Why Worry About Program Style, Part 2

Programming style is much like writing style. Each person tends to have their own. Programming is, however, somewhat different than writing because the programs typically do not belong to the individual programmer. Instead they belong to the company or organization that employs the progammer. Indeed, a single programmer almost never writes a program by herself/himself. And, the program must be maintained (corrected, modified, etc.) by programmers other than the creators. Companies and organizations often have style guides that their programmers are expected to follow.

Programming style is considered important because good style is supposed to make programs more readable and, therefore, understandable. Understanding program code is required if one is to make reasoned changes to it. Understanding will be needed in various situations, e.g., the programmer is finding and correcting errors, the programmer is seeking help in identifying errors/problems, the program is being modified to accomplish a different task.

When reading a document or program, one's mind immediately interprets the words or code encountered in a certain way. Characteristics of the document or code can make that interpretation easier or harder. Those same characteristics also make the document more or less likely to be misinterpreted. Good programming style is supposed to allow for easier and correct interpretation.

Programming style and the way a programmer approaches the programming process are interrelated. Adhering to a personal style is a habit of mind that indicates a disciplined approach to the work of programming. Programs exhibiting good style are thought to be more likely to be correct due to the thought and effort (presumably) indicated by the good style.

Finally, from a student perspective, it is useful to develop good programming style because teachers are likely to be favorably influenced code they can readily understand, i.e., by students using good programming style.

What is "Good" Programming Style

There are at least two aspects of program style. One relates only or primarily to the code itself. The other relates primarily to the algorithm underlying the code—the program design. These two aspects are discussed separately below.

Code Style/Readability

Code or coding style is concerned with the content and appearance of the code. Aspects like variable names, code spacing, and documentation are commonly discussed under this topic. The following topics were addressed in earlier discussion of program readability

    Naming (Variables)
        Readability of Names
        Uniqueness/Dissimilarity of Names
    Code Formatting
    Documentation

Design Style

Naming (of modules)

We have seen that the naming of variables aids readability/understanding of code. Other programmer-determined names also appear in programming. In particular the program file names provide insight into the program before any code at all is seen. But also, modules (functions, procedures, etc.) that are created also have names and the names used can be useful (or not) for helping the code reader understand what is going on.

Function names should follow all the rules of variable names—various aspects of readability and dissimilarity as discussed in our reading about coding style/readability.
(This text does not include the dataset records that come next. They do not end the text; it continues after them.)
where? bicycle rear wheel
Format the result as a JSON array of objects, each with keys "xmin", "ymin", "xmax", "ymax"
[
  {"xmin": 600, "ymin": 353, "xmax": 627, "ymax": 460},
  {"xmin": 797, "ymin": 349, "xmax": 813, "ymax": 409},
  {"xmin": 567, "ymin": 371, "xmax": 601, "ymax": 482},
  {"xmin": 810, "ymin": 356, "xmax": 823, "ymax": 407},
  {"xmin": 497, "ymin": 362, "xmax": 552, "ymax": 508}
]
And, of course they should accurately and concisely describe the function.

Some people believe it is useful to make the name be a noun or a verb based on whether the function/procedure/module/routine returns a value or carries out a task. For example you might name a module that determines and reports an average, averageValue(). Alternatively, if the module determines and writes the average value to the screen or a file, it might be named reportAverageValue(). You will need to decide on your own preference.

One final thought is that some people suggest it is useful to differentiate between module names and variable names. This can be done effectively by capitalizing the first letter of module names (and using a lower-case letter to start all variable names). Again, you will need to decide on your own preference.

Modularization

Most texts and instructors encourage the use of modularity. A module (function, procedure, subprogram, etc.) is a chunk of code that accomplishes a given task and is placed in its own named routine. It is believed that making use of modularization will make a program more correct and, at the same time, make the program easier to understand and modify when the need arises.

Modularization Reflects Program Logic/Algorithm

A programmer initiates the use of modularization when first thinking about the problem being worked on. Generally one starts by thinking about the tasks that need to accomplished by the program. And usually those tasks require several to many statements (lines of code). The sequence of tasks illustrates our thinking about the problem much more so than does code, even well-documented code. So, start by writing down the tasks and then filling them out as modules or functions. This is essentially like writing an outline when working on a paper. The outline will have several large tasks, most of which can/must be broken down into smaller tasks before solving the problem.

This process was demonstrated during Fundamentals of Programming and was encouraged but not prescribed. As one learns to program, the programs that solve problems get larger and it becomes much more important to use modularization.

Module Size and Cohesion

We highly recommend that you attack your programming problems by decomposing them into subproblems which may be further decomposed into smaller problems. Programs should seldom, if ever, have pieces that are more than one screenful. If you have a chunk of code larger than a single screenful, you need to reconsider—perhaps change—your design (probably replacing a large segment of code with several modules). Another rule of thumb about module size relate to task rather than size—each module should accomplish a single task. That might be one line of code or it might be substantially more lines of code. (This is referred to as cohesion. Think of it as in writing prose; each paragraph should all be about a single idea.)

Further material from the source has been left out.